A recent study (Pedestrian and Bicycle Infrastructure: A National Study Of Employment Impacts) by The University of Massachusetts’ Political Economy Research Institute tells us that bicycle infrastructure creates jobs. Of course just about any infrastructure or public works project will create some jobs, even if we hire people to dig holes and hire other people to fill those holes: There are better ways to get job growth from infrastructure projects.
What this study looks at is the jobs that are created by various modes of transport infrastructure. From the report’s executive summary:
For each $1 million, the cycling projects in this study create a total of 11.4 jobs within the state where the project is located. Pedestrian-only projects create an average of about 10 jobs per $1 million and multi-use trails create nearly as many, at 9.6 jobs per $1 million. Infrastructure that combines road construction with pedestrian and bicycle facilities creates slightly fewer jobs for the same amount of spending, and road-only projects create the least, with a total of 7.8 jobs per $1 million.
That’s over 46% more job creation per dollar of bicycle infrastructure than road-only projects. Certainly that return on investment (ROI) demands better than 0.7% of the transport budget for the next 10 years allocated to walking and cycling.
This information should hopefully help local planners here in Wellington get more funding for bicycle projects (hint: first we have to ask). This should also work for other cities, and I’m especially hopeful that Christchurch will be able to put this to good use as they rebuild. If anyone reading this has connections to those decision makers, feel free to pass along the info.

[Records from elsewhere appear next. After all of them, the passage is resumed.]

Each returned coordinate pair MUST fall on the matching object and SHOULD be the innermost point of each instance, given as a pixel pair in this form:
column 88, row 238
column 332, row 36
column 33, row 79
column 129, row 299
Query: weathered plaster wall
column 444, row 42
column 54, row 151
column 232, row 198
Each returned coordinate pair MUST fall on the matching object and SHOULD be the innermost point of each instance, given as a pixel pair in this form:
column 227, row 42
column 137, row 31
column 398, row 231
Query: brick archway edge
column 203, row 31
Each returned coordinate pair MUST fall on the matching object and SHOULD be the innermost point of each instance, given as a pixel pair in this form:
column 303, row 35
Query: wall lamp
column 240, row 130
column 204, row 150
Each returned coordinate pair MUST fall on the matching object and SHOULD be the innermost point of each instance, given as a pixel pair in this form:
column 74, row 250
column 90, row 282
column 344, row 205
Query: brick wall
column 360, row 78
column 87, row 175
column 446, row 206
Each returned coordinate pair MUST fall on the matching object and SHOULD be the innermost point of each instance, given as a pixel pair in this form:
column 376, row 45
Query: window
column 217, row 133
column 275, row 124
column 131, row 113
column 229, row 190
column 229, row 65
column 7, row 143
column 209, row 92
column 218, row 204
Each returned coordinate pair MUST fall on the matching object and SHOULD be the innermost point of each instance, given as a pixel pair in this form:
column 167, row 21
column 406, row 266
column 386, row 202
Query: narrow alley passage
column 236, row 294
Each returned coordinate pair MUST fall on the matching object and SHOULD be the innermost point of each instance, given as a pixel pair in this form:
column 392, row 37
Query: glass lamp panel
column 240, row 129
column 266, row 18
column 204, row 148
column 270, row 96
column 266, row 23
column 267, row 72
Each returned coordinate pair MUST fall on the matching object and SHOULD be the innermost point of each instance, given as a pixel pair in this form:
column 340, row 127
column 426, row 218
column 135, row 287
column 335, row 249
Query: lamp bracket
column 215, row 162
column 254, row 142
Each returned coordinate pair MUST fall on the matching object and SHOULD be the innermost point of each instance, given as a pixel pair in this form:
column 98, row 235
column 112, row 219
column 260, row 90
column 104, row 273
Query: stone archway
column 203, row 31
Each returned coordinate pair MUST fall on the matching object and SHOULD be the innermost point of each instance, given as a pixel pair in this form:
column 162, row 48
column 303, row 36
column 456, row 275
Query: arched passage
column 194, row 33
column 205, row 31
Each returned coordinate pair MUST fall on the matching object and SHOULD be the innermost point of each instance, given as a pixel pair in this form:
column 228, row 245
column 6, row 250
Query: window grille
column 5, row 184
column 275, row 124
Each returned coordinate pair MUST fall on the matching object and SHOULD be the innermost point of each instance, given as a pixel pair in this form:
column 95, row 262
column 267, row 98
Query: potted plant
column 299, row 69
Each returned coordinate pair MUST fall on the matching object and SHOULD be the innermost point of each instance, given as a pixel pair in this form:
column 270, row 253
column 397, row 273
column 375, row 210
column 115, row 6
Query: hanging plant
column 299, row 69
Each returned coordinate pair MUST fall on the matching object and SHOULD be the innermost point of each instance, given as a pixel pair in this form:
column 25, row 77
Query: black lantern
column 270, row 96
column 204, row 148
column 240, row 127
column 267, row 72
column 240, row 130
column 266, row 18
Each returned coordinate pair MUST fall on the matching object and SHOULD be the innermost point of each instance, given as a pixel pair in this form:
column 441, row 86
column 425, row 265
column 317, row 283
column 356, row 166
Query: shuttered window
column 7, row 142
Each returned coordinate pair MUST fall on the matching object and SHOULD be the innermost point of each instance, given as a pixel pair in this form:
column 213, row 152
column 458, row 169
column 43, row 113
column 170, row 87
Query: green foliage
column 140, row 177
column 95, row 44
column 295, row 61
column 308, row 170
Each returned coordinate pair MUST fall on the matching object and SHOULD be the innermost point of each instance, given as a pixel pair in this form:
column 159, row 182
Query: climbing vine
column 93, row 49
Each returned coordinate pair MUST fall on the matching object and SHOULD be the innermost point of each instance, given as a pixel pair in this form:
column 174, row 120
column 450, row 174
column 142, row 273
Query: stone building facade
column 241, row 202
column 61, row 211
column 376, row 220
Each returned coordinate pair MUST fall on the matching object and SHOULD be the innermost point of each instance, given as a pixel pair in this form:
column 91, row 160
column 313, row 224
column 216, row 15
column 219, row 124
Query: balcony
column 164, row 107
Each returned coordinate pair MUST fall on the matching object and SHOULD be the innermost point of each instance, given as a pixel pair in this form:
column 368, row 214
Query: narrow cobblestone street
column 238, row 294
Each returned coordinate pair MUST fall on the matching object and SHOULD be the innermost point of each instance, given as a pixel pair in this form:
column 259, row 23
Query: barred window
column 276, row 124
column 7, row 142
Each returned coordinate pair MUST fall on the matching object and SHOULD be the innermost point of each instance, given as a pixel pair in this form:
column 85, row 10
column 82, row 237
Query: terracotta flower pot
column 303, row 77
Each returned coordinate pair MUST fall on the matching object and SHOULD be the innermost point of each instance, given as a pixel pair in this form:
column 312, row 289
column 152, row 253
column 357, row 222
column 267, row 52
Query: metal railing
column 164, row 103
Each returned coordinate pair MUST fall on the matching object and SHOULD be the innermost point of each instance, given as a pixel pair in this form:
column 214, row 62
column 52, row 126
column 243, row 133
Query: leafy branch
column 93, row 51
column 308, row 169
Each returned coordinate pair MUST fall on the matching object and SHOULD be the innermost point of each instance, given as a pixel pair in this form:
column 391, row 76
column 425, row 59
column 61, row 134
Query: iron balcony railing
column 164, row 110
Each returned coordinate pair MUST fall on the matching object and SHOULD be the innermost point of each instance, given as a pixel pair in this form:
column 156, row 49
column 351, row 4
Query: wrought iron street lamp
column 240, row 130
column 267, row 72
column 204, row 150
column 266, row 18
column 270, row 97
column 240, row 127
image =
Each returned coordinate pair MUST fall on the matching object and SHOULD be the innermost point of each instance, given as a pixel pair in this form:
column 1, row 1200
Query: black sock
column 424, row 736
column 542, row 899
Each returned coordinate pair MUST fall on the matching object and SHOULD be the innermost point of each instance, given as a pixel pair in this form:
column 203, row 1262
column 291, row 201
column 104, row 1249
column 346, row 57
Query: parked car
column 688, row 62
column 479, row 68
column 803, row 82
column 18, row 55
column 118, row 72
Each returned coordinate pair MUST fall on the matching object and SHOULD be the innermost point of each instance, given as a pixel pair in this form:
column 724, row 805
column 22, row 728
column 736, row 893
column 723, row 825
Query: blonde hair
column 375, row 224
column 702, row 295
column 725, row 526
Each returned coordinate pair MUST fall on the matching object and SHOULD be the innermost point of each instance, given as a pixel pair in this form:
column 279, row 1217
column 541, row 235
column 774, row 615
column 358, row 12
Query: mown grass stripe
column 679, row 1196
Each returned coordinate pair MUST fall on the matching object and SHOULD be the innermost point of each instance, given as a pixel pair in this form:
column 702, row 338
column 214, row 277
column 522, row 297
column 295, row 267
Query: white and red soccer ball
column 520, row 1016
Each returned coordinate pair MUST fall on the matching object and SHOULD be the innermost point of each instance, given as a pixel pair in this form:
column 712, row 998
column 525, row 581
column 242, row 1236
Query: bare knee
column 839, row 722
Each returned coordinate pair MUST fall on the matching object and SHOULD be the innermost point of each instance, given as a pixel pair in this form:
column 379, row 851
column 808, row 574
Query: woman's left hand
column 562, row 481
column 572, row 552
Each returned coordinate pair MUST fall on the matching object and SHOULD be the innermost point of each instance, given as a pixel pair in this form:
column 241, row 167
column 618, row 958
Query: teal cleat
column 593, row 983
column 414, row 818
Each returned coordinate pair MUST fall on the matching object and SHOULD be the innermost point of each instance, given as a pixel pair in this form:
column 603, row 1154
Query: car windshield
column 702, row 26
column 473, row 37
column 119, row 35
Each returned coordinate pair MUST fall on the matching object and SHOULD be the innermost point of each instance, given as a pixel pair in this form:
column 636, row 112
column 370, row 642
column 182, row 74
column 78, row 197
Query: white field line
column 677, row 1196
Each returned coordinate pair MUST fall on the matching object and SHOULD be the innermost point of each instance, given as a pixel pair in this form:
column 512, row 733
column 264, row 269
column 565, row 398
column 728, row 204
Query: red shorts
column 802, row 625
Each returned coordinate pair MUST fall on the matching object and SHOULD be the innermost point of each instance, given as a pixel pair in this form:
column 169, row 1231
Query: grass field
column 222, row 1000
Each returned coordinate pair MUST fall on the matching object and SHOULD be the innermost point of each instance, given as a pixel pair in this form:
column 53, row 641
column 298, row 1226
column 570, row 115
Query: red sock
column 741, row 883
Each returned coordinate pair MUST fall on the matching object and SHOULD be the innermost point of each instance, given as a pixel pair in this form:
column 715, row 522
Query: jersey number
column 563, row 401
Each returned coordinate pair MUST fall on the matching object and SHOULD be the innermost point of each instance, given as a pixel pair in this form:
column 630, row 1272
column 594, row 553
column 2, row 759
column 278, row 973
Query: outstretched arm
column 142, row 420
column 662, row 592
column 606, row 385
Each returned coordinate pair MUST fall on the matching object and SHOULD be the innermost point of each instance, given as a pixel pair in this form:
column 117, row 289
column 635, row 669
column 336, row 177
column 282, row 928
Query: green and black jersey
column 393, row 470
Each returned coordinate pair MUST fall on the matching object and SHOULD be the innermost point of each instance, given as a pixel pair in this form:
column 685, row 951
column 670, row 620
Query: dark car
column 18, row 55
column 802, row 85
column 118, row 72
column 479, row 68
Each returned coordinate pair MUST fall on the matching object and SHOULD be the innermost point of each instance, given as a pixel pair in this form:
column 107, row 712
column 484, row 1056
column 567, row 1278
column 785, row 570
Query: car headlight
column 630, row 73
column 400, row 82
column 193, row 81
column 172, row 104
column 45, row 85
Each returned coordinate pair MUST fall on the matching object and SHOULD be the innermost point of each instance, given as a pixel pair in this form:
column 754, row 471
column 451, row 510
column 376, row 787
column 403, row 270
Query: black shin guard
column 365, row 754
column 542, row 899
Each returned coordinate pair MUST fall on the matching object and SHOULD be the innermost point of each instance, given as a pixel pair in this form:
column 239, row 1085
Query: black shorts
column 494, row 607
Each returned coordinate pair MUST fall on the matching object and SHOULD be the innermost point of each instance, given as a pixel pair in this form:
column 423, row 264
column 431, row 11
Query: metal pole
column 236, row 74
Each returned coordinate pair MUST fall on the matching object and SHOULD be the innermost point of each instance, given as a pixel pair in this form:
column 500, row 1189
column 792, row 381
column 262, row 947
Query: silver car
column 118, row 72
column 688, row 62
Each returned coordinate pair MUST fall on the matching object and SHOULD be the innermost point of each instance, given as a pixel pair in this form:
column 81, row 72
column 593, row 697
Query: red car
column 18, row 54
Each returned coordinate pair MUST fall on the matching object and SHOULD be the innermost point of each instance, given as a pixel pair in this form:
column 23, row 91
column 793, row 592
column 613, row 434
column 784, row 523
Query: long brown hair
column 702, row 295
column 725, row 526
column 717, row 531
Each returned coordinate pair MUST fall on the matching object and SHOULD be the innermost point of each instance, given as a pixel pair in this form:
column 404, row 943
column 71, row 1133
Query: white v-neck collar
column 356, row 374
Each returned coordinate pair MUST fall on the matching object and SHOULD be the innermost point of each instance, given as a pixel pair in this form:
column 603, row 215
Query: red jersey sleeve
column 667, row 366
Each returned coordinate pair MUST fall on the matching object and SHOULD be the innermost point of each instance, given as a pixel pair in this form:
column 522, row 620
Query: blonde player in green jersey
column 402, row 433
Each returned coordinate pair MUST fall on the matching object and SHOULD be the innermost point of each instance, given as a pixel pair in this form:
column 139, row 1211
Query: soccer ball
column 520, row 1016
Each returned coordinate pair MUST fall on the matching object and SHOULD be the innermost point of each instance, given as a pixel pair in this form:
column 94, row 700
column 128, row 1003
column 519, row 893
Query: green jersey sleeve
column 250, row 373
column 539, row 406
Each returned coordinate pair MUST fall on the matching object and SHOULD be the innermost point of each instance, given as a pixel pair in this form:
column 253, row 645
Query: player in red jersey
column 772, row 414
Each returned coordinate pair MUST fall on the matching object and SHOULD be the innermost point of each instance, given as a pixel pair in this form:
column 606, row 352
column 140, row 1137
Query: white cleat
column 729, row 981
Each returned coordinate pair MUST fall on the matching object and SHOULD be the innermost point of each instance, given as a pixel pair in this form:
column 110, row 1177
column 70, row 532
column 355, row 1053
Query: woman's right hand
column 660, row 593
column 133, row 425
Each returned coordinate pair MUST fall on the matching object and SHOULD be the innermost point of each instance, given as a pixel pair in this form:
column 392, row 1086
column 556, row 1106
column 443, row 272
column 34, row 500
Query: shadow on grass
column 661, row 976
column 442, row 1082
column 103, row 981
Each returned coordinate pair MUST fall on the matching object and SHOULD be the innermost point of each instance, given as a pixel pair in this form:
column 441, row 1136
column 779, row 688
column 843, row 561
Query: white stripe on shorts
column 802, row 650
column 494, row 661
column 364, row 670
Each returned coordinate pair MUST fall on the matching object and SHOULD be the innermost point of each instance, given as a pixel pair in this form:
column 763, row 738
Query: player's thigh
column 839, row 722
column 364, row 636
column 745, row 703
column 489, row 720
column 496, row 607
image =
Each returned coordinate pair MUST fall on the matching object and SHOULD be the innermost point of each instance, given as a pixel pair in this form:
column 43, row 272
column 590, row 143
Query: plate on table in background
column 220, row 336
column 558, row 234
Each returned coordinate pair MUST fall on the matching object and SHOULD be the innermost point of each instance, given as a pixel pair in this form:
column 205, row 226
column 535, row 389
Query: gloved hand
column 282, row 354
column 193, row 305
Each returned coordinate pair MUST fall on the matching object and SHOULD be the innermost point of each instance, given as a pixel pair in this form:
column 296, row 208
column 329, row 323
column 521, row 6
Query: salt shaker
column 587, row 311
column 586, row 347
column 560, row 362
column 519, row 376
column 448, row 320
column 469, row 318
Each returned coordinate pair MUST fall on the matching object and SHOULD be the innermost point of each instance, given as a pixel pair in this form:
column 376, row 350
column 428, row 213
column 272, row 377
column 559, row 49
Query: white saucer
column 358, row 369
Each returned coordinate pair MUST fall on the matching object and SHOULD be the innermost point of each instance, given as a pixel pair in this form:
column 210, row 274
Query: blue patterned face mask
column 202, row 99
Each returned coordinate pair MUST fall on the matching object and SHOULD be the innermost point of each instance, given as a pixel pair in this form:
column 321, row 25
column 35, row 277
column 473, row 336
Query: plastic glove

Of course this report is based on several US states, but I think it’s reasonable to assume that the numbers would translate reasonably well into other countries with similar car-centric transportation systems, such as New Zealand. If anything, I would think that the benefits of cycle lanes, compared to motor-vehicle capacity, would be greater in a country that imports essentially 100% of its motor vehicles, parts and fuel: According to a report by TRAFINZ, “[New Zealand’s] three highest categories of import by dollar value are new vehicles, used vehicles and the fuel to power them.” In other words, when we increase motor-vehicle capacity: The more we spend, the more we spend. When we increase cycle (and walking & public transport) infrastructure: The we spend, the more we earn.
Even if we ignore environmental sustainability, health benefits, and all of the other warm and fuzzy reasons why we like to see more cycle lanes, cycle lanes create jobs! And provide a much better return on investment than roads built for cars.